Gli fa eco un altro presidente forzista di Regione, Renato Schifani, che è pure presidente del consiglio nazionale di Fi: «Non si può approvare una riforma così importante sull’onda della fretta. Sulla definizione dei Lep servono attenzione e riflessione. Il Sud non chiede prebende con il cappello in mano, ma non si può pretendere che ciò che non funziona da decenni cambi con la bacchetta magica».

Schifani poi aggiunge: «E non si possono sottrarre risorse al Sud che ne ha più bisogno. Sono contrario all’idea di una Italia a due velocità. Pur nel rispetto della Costituzione che prevede la possibilità per le Regioni di avere una maggiore autonomia, sono convinto che prima di tutto sia necessaria una omogeneizzazione degli aspetti infrastrutturali ed economici del nostro Paese. I miei colleghi governatori del Nord conducono battaglie a difesa dei loro territori sostenendo anche una maggiore capacità nel versamento dei tributi, ma su servizi essenziali come sanità e scuola resto convinto che non possono esserci medici o professori più pagati al Nord e meno al Sud. Cittadini e professionisti, a vario titolo, del Mezzogiorno hanno gli stessi diritti di quelli del Nord.

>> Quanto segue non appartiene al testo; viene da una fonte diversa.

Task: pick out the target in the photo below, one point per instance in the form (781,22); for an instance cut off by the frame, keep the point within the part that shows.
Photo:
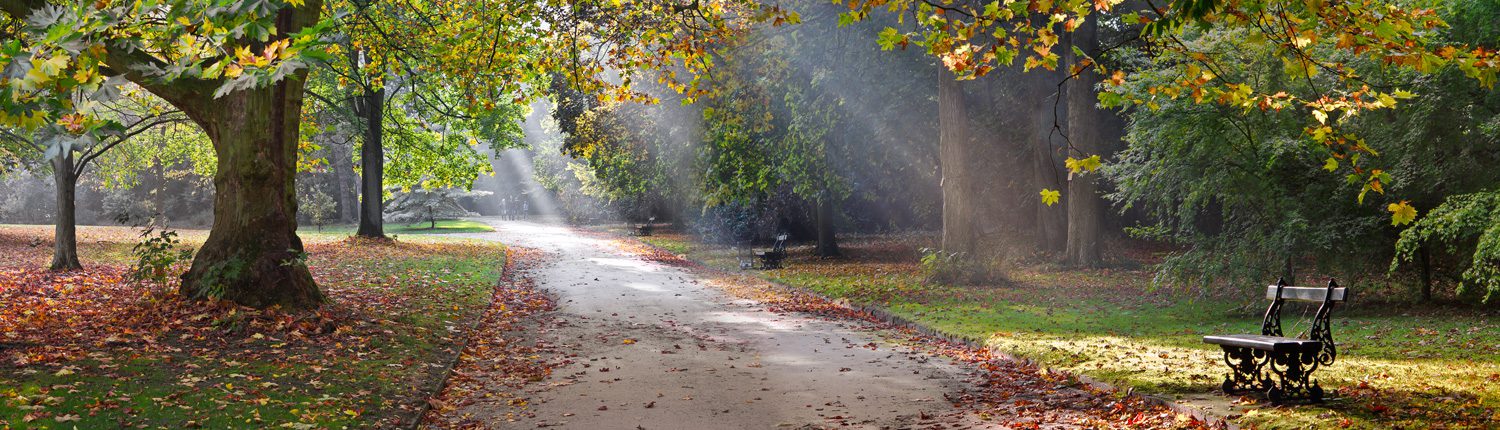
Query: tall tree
(1086,123)
(954,147)
(239,71)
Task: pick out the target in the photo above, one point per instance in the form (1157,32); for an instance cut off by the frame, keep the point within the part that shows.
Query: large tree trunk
(1085,125)
(252,255)
(372,165)
(827,237)
(65,237)
(959,232)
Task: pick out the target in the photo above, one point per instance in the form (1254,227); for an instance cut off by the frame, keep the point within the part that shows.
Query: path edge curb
(506,274)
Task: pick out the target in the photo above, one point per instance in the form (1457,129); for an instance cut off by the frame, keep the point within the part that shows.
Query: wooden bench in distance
(645,228)
(1275,364)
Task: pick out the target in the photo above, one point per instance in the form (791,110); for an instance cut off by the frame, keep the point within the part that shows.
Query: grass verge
(444,226)
(1400,364)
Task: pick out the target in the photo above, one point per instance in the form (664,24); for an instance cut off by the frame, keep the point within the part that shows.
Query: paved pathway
(657,348)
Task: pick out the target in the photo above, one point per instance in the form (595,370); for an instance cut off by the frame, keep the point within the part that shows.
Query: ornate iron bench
(645,228)
(773,256)
(1280,366)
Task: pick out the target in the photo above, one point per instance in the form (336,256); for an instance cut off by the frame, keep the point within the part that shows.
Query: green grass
(444,226)
(1400,364)
(395,307)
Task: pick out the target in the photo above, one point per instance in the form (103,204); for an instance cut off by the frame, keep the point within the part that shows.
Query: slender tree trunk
(1289,270)
(1052,220)
(372,165)
(65,237)
(1085,125)
(827,237)
(252,255)
(953,155)
(345,201)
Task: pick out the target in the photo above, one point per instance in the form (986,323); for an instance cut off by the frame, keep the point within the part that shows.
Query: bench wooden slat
(1307,292)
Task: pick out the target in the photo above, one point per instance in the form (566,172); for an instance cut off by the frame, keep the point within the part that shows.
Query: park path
(659,348)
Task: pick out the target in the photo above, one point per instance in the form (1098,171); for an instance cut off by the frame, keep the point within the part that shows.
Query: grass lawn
(90,349)
(1400,364)
(444,226)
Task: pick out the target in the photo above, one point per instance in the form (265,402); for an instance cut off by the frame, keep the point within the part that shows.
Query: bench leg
(1245,370)
(1295,378)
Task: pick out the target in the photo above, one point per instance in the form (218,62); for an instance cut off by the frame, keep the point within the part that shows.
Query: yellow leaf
(1401,213)
(1050,197)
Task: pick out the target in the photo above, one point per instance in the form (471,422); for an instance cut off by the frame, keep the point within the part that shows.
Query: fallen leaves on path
(1010,393)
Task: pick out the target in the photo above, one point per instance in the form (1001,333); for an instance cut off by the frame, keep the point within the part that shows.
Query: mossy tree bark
(827,237)
(954,152)
(252,255)
(372,164)
(1086,123)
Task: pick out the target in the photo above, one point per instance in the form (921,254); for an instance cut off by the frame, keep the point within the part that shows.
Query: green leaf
(1401,213)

Aggiunge Schifani: «Esiste ancora oggi una sperequazione infrastrutturale nel Paese. Poi c’è il tema della insularità, riconosciuta ormai in Costituzione, che è un tema fondamentale nell’ambito della riforma dell’autonomia. È giusto che alle regioni insulari siano date misure compensative per la marginalità geografica in cui sono costretti a vivere milioni di italiani». E conclude: «La mia è una posizione non supina sull’autonomia differenziata. Devo dare atto al partito che dei miglioramenti ci sono stati nel percorso legislativo, però credo che un maggior coinvolgimento collegiale dei governatori da parte del partito sarebbe stato utile».

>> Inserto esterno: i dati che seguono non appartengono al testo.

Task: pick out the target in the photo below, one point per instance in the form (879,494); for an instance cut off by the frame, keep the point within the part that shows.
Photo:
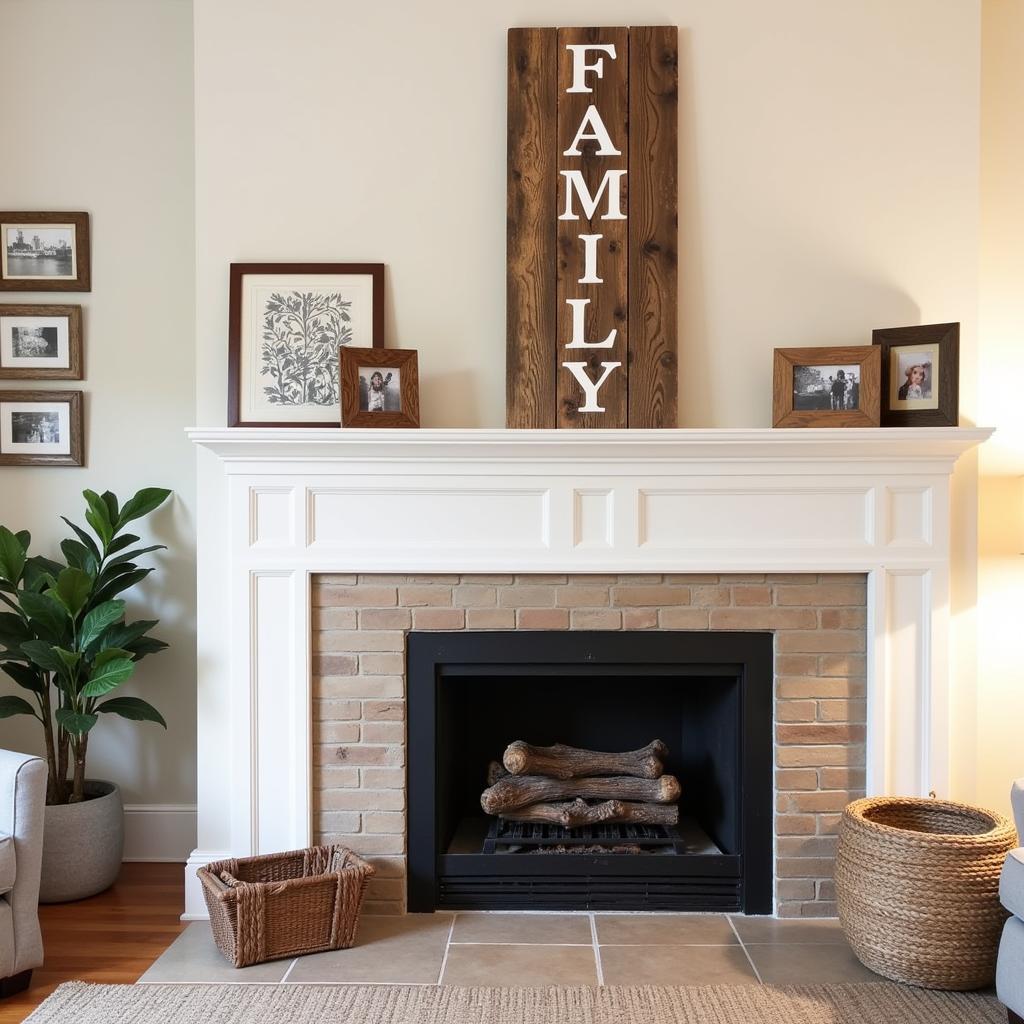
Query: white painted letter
(580,66)
(580,328)
(590,259)
(590,389)
(574,182)
(598,132)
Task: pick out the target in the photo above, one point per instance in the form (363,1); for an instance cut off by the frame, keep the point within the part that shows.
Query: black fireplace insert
(707,695)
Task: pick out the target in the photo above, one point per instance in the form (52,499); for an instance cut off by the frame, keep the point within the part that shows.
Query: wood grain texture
(653,226)
(112,938)
(530,342)
(608,301)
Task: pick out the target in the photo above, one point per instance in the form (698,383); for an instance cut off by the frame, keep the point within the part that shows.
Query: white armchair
(23,803)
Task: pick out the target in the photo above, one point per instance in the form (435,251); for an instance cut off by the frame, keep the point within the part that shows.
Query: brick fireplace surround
(358,641)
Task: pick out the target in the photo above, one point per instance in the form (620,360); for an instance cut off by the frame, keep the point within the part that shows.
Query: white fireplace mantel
(280,505)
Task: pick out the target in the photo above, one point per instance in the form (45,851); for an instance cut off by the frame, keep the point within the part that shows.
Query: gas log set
(573,788)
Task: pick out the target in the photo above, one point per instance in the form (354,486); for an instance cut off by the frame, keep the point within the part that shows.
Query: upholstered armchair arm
(23,805)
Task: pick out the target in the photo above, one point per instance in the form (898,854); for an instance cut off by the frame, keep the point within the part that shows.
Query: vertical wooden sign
(592,199)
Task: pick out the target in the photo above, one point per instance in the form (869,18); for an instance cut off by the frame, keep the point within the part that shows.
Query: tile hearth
(537,949)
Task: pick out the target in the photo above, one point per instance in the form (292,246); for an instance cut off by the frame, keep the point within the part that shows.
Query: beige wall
(96,109)
(1000,368)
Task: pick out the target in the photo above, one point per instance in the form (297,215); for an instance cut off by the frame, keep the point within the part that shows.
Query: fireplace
(707,695)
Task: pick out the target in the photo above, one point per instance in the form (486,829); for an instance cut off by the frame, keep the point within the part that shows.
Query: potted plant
(66,642)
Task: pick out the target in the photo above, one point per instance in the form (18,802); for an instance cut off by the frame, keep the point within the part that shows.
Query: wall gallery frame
(920,375)
(826,387)
(380,387)
(44,252)
(286,326)
(41,428)
(40,342)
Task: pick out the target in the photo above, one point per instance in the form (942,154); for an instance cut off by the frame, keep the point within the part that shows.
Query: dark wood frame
(404,359)
(867,357)
(74,369)
(83,283)
(74,399)
(238,272)
(944,337)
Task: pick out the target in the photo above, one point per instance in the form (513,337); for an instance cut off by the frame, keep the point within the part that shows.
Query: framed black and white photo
(44,252)
(40,342)
(40,428)
(920,375)
(288,323)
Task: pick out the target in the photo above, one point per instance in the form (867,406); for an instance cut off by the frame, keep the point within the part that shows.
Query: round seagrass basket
(918,888)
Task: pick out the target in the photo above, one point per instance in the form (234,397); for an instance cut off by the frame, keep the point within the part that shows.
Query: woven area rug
(241,1004)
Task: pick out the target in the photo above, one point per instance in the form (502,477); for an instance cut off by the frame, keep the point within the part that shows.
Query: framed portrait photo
(40,428)
(826,387)
(920,375)
(40,342)
(44,252)
(380,387)
(287,324)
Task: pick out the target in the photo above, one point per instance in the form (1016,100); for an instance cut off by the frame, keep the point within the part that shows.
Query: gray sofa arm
(23,805)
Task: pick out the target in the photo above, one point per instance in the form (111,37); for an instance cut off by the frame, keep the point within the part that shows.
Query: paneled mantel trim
(278,506)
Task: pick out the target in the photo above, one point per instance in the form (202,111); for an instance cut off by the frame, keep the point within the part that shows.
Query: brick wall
(359,626)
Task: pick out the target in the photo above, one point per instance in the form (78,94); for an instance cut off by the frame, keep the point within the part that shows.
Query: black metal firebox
(707,695)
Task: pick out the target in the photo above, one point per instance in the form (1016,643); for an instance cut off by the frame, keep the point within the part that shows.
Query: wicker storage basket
(918,888)
(285,904)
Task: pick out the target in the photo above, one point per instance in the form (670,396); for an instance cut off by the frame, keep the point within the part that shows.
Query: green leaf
(12,556)
(98,620)
(108,676)
(73,722)
(15,706)
(73,590)
(26,677)
(142,504)
(132,708)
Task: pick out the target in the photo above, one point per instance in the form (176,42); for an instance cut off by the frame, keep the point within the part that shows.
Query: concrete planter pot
(82,845)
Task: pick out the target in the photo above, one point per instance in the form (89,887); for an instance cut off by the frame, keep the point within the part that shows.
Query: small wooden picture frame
(44,252)
(920,375)
(826,387)
(380,387)
(40,342)
(41,428)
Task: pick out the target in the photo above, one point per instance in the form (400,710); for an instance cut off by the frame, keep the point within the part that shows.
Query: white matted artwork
(287,329)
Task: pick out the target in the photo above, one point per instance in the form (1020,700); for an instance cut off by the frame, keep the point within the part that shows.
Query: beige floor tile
(665,929)
(528,967)
(828,964)
(559,929)
(193,956)
(772,930)
(676,966)
(388,950)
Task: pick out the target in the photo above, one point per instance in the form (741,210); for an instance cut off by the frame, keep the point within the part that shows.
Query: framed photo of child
(920,375)
(380,387)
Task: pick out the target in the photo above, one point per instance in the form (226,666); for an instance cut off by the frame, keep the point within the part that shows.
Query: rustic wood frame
(74,400)
(867,357)
(74,370)
(82,283)
(945,337)
(404,359)
(238,272)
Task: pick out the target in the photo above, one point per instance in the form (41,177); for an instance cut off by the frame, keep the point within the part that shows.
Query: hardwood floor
(112,938)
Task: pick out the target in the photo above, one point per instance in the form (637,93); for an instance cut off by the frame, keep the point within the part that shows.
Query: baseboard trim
(159,833)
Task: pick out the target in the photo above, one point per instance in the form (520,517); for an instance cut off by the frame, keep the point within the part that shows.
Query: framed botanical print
(287,324)
(40,342)
(826,387)
(40,428)
(920,375)
(44,252)
(380,387)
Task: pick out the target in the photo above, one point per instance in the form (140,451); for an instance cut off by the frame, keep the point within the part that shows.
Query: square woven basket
(285,904)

Se Salvatore De Meo, europarlamentare di Forza Italia che alle recenti europee è stato riconfermato con oltre 40mila voti di preferenza, pone i Lep come requisito per approvare la riforma costituzionale dell’autonomia («Non si tratta di rinnegare un accordo di maggioranza ma non possiamo permettere una prova muscolare su una riforma così importante che non può e non deve arrivare a dividere il Paese») anche dall’interno dell’area di FdI arrivano j’accuse.

Landolfi: Almirante disse che le Regioni non avrebbero portato nulla di buono agli italiani

Mario Landolfi è stato deputato per 5 legislature per Msi, An e Pdl. Ha scritto il libro La Repubblica di Arlecchino (Rubettino). Ricorda: «Giorgio Almirante parlò per nove ore di fila alla Camera. Il suo fu un discorso che potremmo definire profetico. Disse che le Regioni non avrebbero portato nulla di buono agli italiani. In compenso, avrebbero moltiplicato per venti la burocrazia, la partitocrazia, gli sprechi e il malgoverno. Mi sembra che abbia colto nel segno. E adesso si persegue nell’errore. I temi del regionalismo e dell’autonomia rientrano nella Costituzione. La stessa che all’articolo 5 definisce la Repubblica «una e indivisibile». Unità e indivisibilità, tuttavia, non sono concetti limitati alla sola integrità del territorio nazionale, ma investono anche l’uniformità dei diritti e dei doveri dei cittadini. Significa che l’autonomia non può creare italiani di serie A e di serie B. Purtroppo è proprio lì che ci sta conducendo la nuova sbornia del regionalismo».